Two years later, Michael still can't explain how he fell into that dark place, controlled by his Post Traumatic Stress Disorder.
The former airman served for 15 years through four deployments, never fully realizing the demons eating away at his mind, until after he left the military leaving his new wife, Amy, alone to pick up the pieces of who he used to be.
“He felt like he didn`t come home, that he died over there, and it was only his body that came back,” said Amy.
Michael's severe symptoms consumed the couple's time, leaving them jobless and bankrupt, with their marriage in shambles.
“To be honest, I thought it was me,” said Amy. “I thought he didn`t want us to be together anymore.”

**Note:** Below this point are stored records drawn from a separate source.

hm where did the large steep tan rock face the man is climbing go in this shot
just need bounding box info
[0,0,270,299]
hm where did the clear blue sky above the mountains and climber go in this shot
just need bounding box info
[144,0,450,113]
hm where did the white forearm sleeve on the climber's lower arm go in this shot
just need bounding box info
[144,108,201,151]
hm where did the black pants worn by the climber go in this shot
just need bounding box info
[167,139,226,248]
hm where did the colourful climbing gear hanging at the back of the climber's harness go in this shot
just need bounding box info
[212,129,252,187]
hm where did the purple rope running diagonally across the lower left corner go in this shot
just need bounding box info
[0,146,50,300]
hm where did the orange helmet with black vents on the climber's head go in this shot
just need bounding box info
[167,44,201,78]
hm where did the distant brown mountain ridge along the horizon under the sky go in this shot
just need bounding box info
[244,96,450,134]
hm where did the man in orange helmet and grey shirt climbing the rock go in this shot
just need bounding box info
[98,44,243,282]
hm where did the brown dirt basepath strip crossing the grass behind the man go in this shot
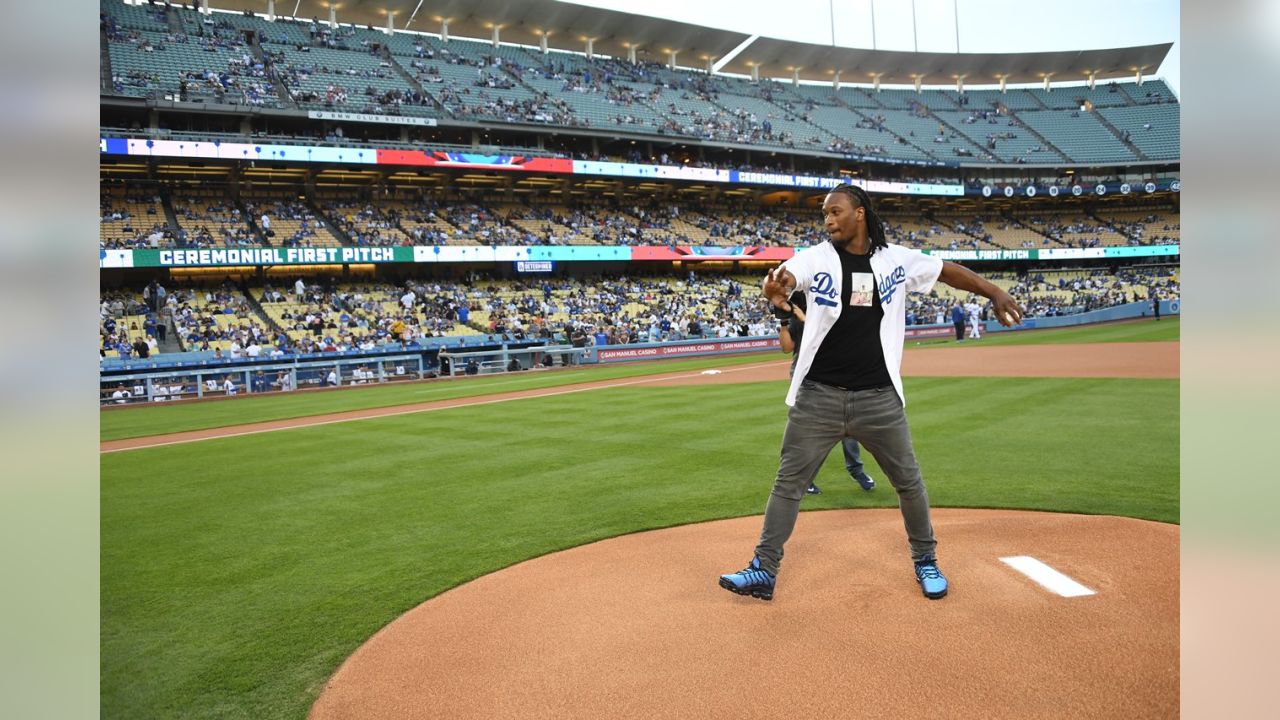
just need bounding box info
[99,342,1178,452]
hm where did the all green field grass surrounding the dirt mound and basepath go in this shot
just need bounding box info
[101,319,1179,719]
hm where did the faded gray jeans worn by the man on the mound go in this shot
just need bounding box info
[755,380,938,574]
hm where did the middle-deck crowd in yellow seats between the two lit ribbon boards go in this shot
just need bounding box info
[100,180,1180,250]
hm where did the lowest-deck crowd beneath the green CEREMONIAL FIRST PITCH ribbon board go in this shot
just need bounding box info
[100,256,1180,368]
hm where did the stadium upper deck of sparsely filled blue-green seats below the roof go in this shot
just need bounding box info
[101,0,1180,167]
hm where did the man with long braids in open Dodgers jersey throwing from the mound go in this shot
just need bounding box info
[719,184,1023,600]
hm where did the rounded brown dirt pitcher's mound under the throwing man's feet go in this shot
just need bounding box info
[311,507,1179,720]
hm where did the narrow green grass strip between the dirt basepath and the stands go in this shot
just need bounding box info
[100,318,1178,441]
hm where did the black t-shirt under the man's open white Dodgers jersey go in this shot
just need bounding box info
[805,247,892,389]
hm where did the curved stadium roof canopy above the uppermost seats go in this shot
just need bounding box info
[210,0,1172,86]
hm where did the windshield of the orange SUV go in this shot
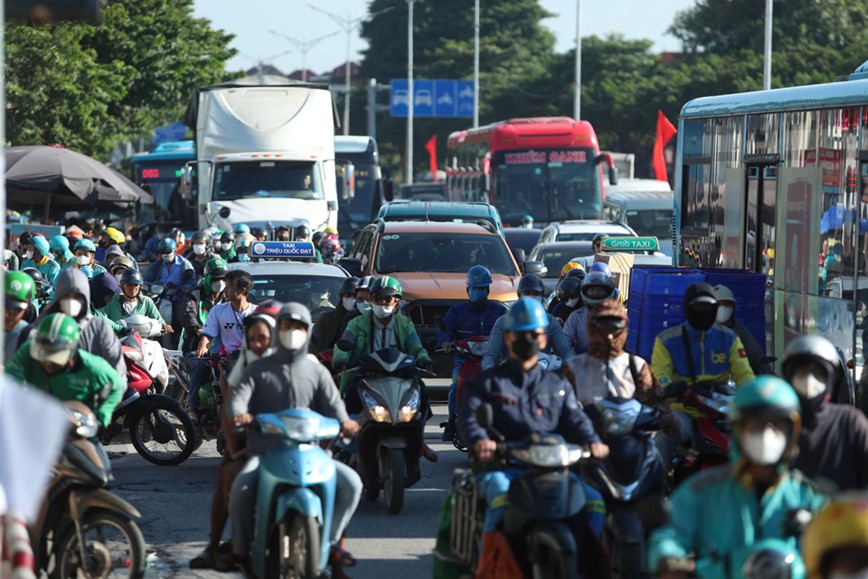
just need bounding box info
[375,232,518,276]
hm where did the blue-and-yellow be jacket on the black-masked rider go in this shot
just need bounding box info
[651,322,754,388]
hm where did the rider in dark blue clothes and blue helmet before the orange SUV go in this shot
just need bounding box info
[437,265,507,442]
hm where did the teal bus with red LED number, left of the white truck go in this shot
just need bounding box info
[130,141,197,229]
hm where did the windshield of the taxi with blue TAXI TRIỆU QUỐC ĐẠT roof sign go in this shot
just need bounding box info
[250,275,344,322]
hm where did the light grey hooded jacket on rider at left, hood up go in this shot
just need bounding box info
[28,267,127,378]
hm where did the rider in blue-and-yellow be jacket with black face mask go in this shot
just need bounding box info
[651,283,754,469]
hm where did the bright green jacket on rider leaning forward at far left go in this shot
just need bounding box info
[6,342,126,427]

Last February Michael hit rock bottom.
“My wife was sitting here on the couch, crying, begging me to go to hospital,” said Michael. “Through that fog I was in, I recognized that I was going to lose my wife, going to lose my marriage.”
Michael checked into intensive inpatient therapy, but lots of questions remained for Amy.

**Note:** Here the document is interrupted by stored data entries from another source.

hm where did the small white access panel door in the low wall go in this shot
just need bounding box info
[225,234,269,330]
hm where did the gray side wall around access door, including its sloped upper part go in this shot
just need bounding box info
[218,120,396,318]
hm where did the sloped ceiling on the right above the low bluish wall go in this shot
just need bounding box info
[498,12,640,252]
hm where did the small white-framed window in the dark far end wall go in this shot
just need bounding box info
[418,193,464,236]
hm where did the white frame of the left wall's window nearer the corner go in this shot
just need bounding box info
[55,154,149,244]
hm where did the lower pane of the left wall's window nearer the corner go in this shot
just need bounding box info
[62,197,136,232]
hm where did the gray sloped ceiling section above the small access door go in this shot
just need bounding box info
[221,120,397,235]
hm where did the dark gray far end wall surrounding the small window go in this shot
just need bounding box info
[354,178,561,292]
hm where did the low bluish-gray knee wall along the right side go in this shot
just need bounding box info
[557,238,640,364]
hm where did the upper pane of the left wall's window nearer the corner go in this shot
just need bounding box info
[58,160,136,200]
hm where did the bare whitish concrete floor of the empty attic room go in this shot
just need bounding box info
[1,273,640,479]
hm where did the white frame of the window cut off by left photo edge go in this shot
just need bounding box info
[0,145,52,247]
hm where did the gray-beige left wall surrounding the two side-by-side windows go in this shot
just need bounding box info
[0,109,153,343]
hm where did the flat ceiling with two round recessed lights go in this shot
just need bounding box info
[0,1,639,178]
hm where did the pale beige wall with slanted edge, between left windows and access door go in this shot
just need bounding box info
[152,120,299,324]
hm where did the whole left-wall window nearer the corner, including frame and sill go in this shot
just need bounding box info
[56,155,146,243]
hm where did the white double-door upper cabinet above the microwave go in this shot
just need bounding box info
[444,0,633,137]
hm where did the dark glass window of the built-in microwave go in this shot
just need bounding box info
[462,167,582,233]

She didn't know of any place she could turn to for advice and help.
“How do you fix someone`s mind when it's broken?” said Amy. “I went online, I went searching, and started seeing that I wasn't alone.”
Through Facebook, Amy found an outlet with other military wives just like her, struggling to bring their loved ones out of the darkness.
“Everybody's story is different, but there is always a connection,” said Amy.
She even created her own page, called Wives of PTSD Vets.
Navigating the ins and outs, with the tricks and tips, that made life livable for her family.
“There are days it’s hard to share what we have gone through because you’re afraid of being judged,” said Amy. “It’s like pulling a scab off, and letting it bleed again.”
In the end, her online experience ended up being a therapy of its own, leading Amy to think about branching out.
“It kind of shocked me, that in such a large veteran and military area, that there is nothing for spouses,” said Amy.
So this spouse plans to fill that service gap by starting the first ever PTSD family support group in Hampton Roads.
One for the Peninsula, and one for the Southside, they will meet once a month, for two hours hoping to eventually bring a psychologist on board.
“It will be a place where we can come and share our experiences, share what we have been through, what we are going through,” said Amy, who hopes her family's success can be the rallying cry for others just starting out in their battle against PTSD.
“If we can help another couple avoid some of the pitfalls that we have, than this isn't in vain.”
Amy is still looking for a business, community group or place of worship that is willing to donate space for the PTSD family group to meet.